Like many in her generation, Elizabeth Segran has a high degree of awareness about food. But she identifies something important, which might reflect a larger cultural trend: “…this love of food hasn’t translated into a love of cooking.” She also notes that “millennials spend more on food outside the home than any other generation, averaging $50.75 a week.”
Some research indicates that cooking at home may be healthier, and it can certainly be easier on our personal economy. Plus, cooking can be an enjoyable experience. To achieve some of those goals – and to develop cooking skills – Segran and her husband began subscribing to a boxed meal service from a regional provider in the Boston area. She writes:
“Every Sunday, we receive a box full of individually wrapped and labeled ingredients for five dinners complete with detailed—and, fortunately for me, idiot-proof—recipes. Just Add Cooking, the service we use, exclusively serves the Boston area and uses largely local produce; it saves us time planning meals and shopping for groceries, an especially gruesome task during winters in Cambridge, Massachusetts. While we do not have much choice over the meals we receive, our box is slowly helping us to acclimate to our kitchen (for purposes other than document storage, that is). Although my mother laments that we are paying far more for each meal than she ever spent on groceries for our family, we’ve calculated that we spend slightly less than we would if we were eating out for those meals.”

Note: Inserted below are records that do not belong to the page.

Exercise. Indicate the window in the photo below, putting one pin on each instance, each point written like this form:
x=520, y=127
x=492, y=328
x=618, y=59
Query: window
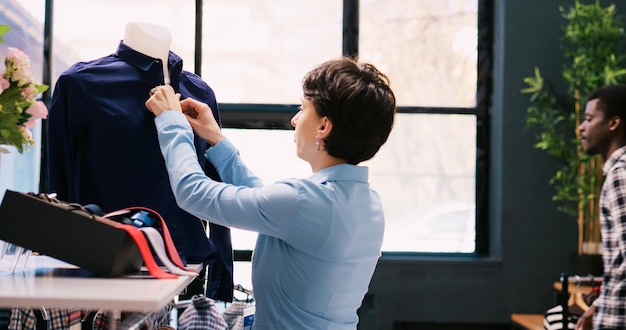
x=254, y=54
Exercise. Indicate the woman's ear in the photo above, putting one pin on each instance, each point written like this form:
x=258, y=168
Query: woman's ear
x=614, y=123
x=325, y=127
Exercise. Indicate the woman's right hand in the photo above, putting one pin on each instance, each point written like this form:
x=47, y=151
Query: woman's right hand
x=585, y=321
x=201, y=119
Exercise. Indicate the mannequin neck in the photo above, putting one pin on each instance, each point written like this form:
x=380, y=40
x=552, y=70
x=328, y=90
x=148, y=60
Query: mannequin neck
x=151, y=40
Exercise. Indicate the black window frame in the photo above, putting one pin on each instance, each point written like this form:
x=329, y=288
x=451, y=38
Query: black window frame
x=278, y=116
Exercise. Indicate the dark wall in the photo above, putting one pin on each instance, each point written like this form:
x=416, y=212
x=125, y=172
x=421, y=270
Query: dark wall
x=531, y=243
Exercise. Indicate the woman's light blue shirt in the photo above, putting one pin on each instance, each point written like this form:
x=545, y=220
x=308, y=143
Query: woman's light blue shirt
x=319, y=238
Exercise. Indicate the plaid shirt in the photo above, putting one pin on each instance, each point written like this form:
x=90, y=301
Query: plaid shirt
x=611, y=304
x=201, y=315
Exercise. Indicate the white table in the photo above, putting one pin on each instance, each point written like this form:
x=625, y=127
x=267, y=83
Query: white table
x=50, y=283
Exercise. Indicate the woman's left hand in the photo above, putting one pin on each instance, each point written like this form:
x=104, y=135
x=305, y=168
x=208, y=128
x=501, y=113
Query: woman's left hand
x=163, y=98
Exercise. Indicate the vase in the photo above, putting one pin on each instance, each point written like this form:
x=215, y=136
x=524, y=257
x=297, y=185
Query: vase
x=587, y=264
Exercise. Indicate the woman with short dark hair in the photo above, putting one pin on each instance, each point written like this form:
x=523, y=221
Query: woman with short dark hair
x=319, y=237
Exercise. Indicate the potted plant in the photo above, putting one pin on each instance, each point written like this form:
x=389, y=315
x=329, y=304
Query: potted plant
x=592, y=38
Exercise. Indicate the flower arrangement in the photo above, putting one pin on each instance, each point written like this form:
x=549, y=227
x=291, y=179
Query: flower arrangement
x=19, y=108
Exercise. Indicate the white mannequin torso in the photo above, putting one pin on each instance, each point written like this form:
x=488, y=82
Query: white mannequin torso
x=152, y=40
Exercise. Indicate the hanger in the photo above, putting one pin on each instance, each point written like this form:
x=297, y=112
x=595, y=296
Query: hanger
x=576, y=303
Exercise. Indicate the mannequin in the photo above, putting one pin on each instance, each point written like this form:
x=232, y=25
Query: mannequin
x=152, y=40
x=103, y=147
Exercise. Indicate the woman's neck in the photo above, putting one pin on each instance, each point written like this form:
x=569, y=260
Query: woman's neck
x=152, y=40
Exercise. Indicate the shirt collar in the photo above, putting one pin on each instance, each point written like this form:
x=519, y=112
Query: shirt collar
x=615, y=156
x=341, y=172
x=144, y=62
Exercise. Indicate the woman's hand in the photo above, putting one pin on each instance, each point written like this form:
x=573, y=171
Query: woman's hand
x=585, y=321
x=201, y=119
x=163, y=98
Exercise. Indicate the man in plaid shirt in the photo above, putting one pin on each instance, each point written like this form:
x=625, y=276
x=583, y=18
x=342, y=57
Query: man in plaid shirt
x=603, y=132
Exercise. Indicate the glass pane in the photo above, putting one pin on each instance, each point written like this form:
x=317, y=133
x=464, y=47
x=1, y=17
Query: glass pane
x=20, y=172
x=256, y=51
x=97, y=31
x=425, y=175
x=427, y=47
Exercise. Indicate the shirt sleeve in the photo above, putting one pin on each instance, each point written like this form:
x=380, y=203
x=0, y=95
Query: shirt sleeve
x=616, y=198
x=267, y=210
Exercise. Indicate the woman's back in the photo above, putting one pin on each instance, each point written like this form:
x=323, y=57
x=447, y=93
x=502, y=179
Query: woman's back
x=317, y=275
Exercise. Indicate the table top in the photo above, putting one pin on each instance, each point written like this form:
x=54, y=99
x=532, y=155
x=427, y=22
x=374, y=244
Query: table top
x=48, y=282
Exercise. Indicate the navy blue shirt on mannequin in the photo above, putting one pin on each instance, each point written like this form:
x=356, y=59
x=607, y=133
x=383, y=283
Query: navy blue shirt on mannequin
x=103, y=149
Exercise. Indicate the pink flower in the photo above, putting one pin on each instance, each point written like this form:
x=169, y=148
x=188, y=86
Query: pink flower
x=30, y=91
x=26, y=133
x=4, y=84
x=37, y=111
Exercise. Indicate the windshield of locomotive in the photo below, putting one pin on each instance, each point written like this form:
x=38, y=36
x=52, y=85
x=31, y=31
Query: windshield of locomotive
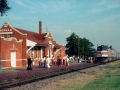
x=100, y=48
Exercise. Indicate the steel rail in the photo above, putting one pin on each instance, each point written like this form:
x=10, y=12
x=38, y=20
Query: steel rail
x=40, y=76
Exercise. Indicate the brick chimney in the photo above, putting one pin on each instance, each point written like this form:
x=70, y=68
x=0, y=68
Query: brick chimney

Segran notes she’s not alone:
“Technomic, a food-industry consulting firm, predicts that the meal-kit service segment of the market will grow to between $3 billion-$5 billion over the next 10 years based on current adoption rates. People like me are the reason venture capitalists are fire-hosing money at the space in a fairly spectacular fashion: Since boxed-meal startups Blue Apron and Plated launched in 2012, they have raised $58 million and $21.6 million, respectively; the Wall Street Journal recently reported that Blue Apron is in talks to raise a huge new round from investors that would value the company at $2 billion. And HelloFresh, a European meal-kit company founded in 2011 and backed by notoriously competitive startup copycat Rocket Internet, just closed $126 million in Series E funding with the goal of making incursions in the U.S. market. Blue Apron delivers more than two million meals a month, and HelloFresh claims it’s already doing twice that volume.”
The article also delivers a terrific overview and history of the meal-kit in Europe and the U.S., information about some of the leading providers and more. Segran even explores how the companies are grappling with the “cultural of regional resonance of food.” This is an in-depth, fascinating and incredibly helpful read.